My grandmother is a limestone temple;
she is a titanium rod, she is an iron lung.
She is not just flesh and blood that will wilt and blacken
over fire, she is the flames;
Tall and hot, dancing in every color,
and impossible to contain. She is the lightning strike
and the brimstone, she is the forget-me-nots
scattered across the prairie. She wrestles with God
and his entire misguided army. She is mistaken for smoke
rising over the treetops when she is really the clouds
that have been there since sunrise.
She is not a star hung on a silver chain
or pinned to a lapel, she is the full moon.
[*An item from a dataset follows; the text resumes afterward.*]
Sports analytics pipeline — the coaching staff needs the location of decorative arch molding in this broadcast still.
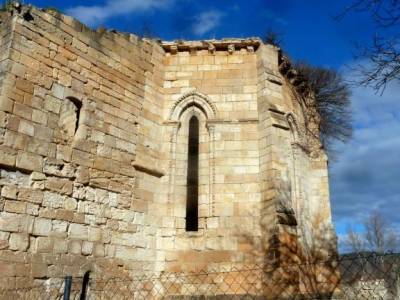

God looked back at Adam and hung his head
after he watched her spin her own self out of heaps
of ashes on the floor; For she is not unclean or untouchable,
she is the lamb for the sake of creation,
she is an emblem of the resilience of her people.
She is not a pilgrim, she is not tied to a holy land
or cursed to wander, she is the soil.
She beckoned Israel to her bones,
and though she lies in Israel today,
she is, she is, she is.
Poetry Editor Alicia Ostriker comments:
This extravagant, hyperbole-filled poem is not merely a tribute to the poet’s grandmother. It is a litany of reversals and expansions of conventional meaning, making grandmother not just a great life force but one who can wrestle with God, and be a phoenix risen from death, and even become a promised land in her own right.